It’s just a haunted house story, just a movie with objects that move and things that go bump in the night. Well, mostly in broad daylight.
“Presence” is a “A Ghost Story” filmed like a “Paranormal Activity” installment. And it’s by one of the American cinema’s true American Masters, Stephen Soderbergh.
The director of everything from “Contagion” to “Erin Brockovich” and one of the most accomplished and constantly-employed screenwrieers of our time, David Koepp (“Spider-Man,” later “Indiana Jones” movies, etc), an accomplished director himself, deconstruct “the ghost story” genre and reach back to their minimalist cinema pasts for this quiet, intimate drama with a supernatural edge.
“Presence” doles out its jolt and thrills sparingly, immersing us in its limited, claustrophobic milieu and connects us with its sharply drawn characters.
A family (Lucy Liu, Chris Sullivan, with Callina Liang and Eddy Maday) have moved into a new-to-them hundred year-old, two story wood frame house. Whatever the home’s history, it’s not truly “haunted” until they show up.
Call it the House of Bad Karma.
Rebekah (Liu) is mixed-up in something sketchy at work, and she’s plainly got a favorite child. Tall, handsome and athletic Tyler (newcomer Maday) is abrasive, indulged and mixing with a mean boys crowd. Husband Chris (Sullivan of “This is Us”) is tuned in to that, his wife’s coming crisis, and her lopsided parenting and looking for a way out.
And underclasswoman daughter Chloe (Liang, of TV’s “Tell Me Everything”) is the child who knew two female classmates who wound up dead in recent weeks, the consequences of drug abuse, so everyone says.
But when stuff starts moving around in her room, Chloe’s uneasiness about their new home takes on meaning.
“It’s Nadia,” one of the dead girls, she finally blurts. “I think she’s here. I feel her.”
Chloe has felt this “presence,” and whatever its unease or intent, it’s moved in. We’ve felt it with her, because this movie is filmed from the “presence’s” point of view.

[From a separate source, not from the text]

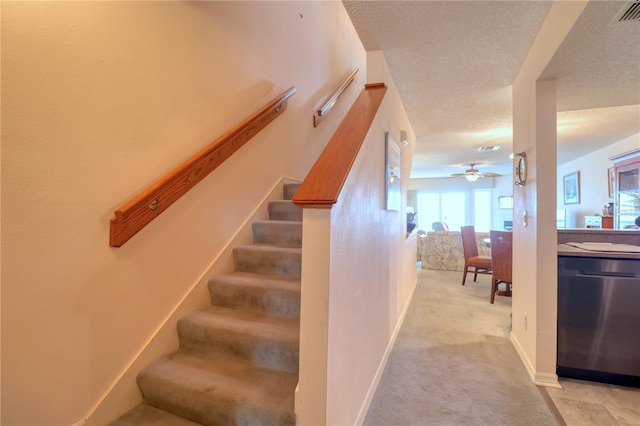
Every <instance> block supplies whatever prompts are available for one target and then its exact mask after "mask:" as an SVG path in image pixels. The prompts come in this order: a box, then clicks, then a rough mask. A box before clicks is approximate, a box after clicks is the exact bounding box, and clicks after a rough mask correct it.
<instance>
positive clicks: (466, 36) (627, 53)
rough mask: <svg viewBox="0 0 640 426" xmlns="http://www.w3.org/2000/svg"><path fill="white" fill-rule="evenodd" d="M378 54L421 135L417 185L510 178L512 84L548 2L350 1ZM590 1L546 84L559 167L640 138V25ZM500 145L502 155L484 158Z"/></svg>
mask: <svg viewBox="0 0 640 426" xmlns="http://www.w3.org/2000/svg"><path fill="white" fill-rule="evenodd" d="M343 3H344V5H345V8H346V9H347V12H348V13H349V15H350V16H351V19H352V21H353V23H354V26H355V28H356V30H357V31H358V34H359V36H360V38H361V40H362V43H363V45H364V47H365V49H366V50H367V51H376V50H382V51H383V53H384V56H385V59H386V60H387V63H388V66H389V69H390V71H391V74H392V75H393V79H394V81H395V83H396V86H397V87H398V90H399V92H400V96H401V98H402V101H403V103H404V106H405V109H406V111H407V115H408V116H409V120H410V122H411V125H412V127H413V131H414V133H415V135H416V150H415V155H414V162H413V165H412V172H411V177H413V178H416V177H440V176H449V175H450V174H451V173H458V172H463V171H464V170H465V169H467V168H468V165H469V164H470V163H475V164H478V166H477V167H478V168H479V169H480V171H481V172H483V171H484V172H497V173H503V174H509V173H511V167H512V163H511V160H509V158H508V156H509V154H510V153H511V125H512V124H511V123H512V120H511V106H512V105H511V84H512V82H513V80H514V79H515V76H516V74H517V72H518V70H519V68H520V65H521V63H522V62H523V60H524V58H525V57H526V55H527V53H528V51H529V48H530V46H531V44H532V43H533V40H534V38H535V36H536V34H537V32H538V29H539V28H540V26H541V24H542V22H543V20H544V18H545V16H546V13H547V12H548V10H549V8H550V7H551V4H552V2H548V1H344V2H343ZM625 4H627V2H626V1H592V2H590V3H589V4H588V5H587V7H586V8H585V10H584V12H583V14H582V15H581V17H580V19H579V21H578V22H577V23H576V25H575V26H574V28H573V29H572V30H571V32H570V33H569V35H568V36H567V38H566V39H565V42H564V43H563V44H562V46H561V47H560V49H559V50H558V52H557V53H556V55H555V57H554V58H553V59H552V61H551V62H550V63H549V65H548V67H547V69H546V70H545V71H544V72H543V74H542V76H541V79H555V80H557V82H558V88H557V91H558V111H559V113H558V162H559V163H560V164H562V163H564V162H566V161H569V160H571V159H574V158H577V157H579V156H581V155H584V154H586V153H588V152H591V151H593V150H595V149H598V148H600V147H603V146H605V145H608V144H611V143H614V142H617V141H619V140H621V139H623V138H625V137H628V136H630V135H632V134H635V133H638V132H640V106H639V104H640V23H637V22H636V23H624V24H621V23H618V24H613V25H609V24H610V22H611V21H612V19H613V18H614V17H615V15H616V14H617V13H618V12H619V11H620V10H621V9H622V8H623V7H624V6H625ZM487 145H490V146H493V145H498V146H500V147H501V148H500V149H499V150H497V151H485V152H478V148H479V147H480V146H487Z"/></svg>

The tone Koepp, the cast and director/cinematographer Soderbergh reach for and achieve here is the great triumph of this compact, moving genre picture. Soderbergh’s camera floats through the house, settling in on tight compositions as it reaches each room and follows each character in each “long take” scene.
We or rather the “presence” are eavesdropping, peeking through louvred closet doors, standing over a teen’s bed or a wife’s evasive tap-tap-tapping on her laptop, which she doesn’t want her husband to see.

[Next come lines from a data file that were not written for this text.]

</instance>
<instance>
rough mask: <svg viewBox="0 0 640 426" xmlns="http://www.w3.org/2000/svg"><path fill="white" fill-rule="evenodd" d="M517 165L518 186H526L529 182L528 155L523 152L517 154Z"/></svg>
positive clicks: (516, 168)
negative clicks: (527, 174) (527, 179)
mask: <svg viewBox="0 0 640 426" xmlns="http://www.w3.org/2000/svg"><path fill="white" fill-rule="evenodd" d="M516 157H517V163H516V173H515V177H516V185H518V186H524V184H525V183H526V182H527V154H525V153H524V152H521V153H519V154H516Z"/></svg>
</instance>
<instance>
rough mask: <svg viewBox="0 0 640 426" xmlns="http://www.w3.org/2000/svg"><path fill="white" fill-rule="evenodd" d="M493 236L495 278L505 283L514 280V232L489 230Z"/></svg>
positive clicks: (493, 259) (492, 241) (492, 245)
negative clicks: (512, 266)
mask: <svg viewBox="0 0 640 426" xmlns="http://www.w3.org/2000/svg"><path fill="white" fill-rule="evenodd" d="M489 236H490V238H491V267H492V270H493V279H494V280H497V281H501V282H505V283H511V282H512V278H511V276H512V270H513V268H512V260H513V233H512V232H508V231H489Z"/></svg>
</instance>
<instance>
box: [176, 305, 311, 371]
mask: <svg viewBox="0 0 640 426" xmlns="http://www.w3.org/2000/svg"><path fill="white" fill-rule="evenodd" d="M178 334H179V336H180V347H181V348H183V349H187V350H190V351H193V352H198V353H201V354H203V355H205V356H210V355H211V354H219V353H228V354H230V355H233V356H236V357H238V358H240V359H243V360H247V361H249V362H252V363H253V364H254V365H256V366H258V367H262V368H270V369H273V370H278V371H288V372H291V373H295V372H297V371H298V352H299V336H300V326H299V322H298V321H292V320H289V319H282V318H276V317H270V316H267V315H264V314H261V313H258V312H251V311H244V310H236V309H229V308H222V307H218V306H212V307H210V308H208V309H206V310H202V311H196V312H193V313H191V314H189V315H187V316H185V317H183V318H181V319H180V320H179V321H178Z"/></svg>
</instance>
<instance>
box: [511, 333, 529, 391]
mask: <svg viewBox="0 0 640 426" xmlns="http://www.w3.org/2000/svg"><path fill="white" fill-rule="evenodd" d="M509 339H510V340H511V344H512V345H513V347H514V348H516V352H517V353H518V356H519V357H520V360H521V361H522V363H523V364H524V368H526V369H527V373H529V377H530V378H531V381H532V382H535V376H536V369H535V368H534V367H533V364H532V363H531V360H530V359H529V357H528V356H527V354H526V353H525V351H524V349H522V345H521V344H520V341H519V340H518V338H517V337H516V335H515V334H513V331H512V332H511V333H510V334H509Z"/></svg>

We follow Chris onto the wrap-around porch/deck, getting phone advice from a lawyer for “a friend.”
Once the story settles in, we meet just a couple of outsiders, and one of them is the cliched amateur, concerned and sympathetic medium (Natalie Woolams-Torres). What can she tell them, warn them about? Who in that house will listen?
What the writer and director were going for here is a dissection of a family already in crisis before something supernatural shakes rooms, rattles things off shelves and focuses on Chloe.
Soulful, concerned Dad lectures his son about “the fine man” he might be, the one he’s waiting for his teen with a “mean streak” to finally reveal. Brittle, distracted wife Rebekah keeps her panicked phone chats furtive and her favoritism on her foul-mouthed and dismissive son, who sees mercurial, growing-up-too-fast Chloe as the queen of attention-grabbing acting-out.
And Chloe is the one who should listen when her father says “bad decisions are the kind that last forever.”
The performances are understated and considered.
The shooting strategy adds to our unease, as a lack of edits (all closeups are medium shots achieved by physically moving the wide-angle lens camera in tight) works on the mind as much as seeing school books or whatever move of their own volition.
One shouldn’t oversell “Presence.” At the end of the day, it’s just the simplest sort of ghost story, told from each character’s point of view in their scenes, always spied from the ghost’s-eye-view.
But if you love horror, this minimalist “Sex, Lies and the Supernatural” is on an astral plane all its own. Its blend of mystery, suspense, chills and pathos are perfectly pitched. “Presence” is simply sublime.
Rating: R, violence, sex, drug abuse, profanity
Cast: Lucy Liu, Callina Liang, Eddy Maday and Chris Sullivan.
Credits: Directed by Stephen Soderbergh, scripted by David Koepp. A Neon release.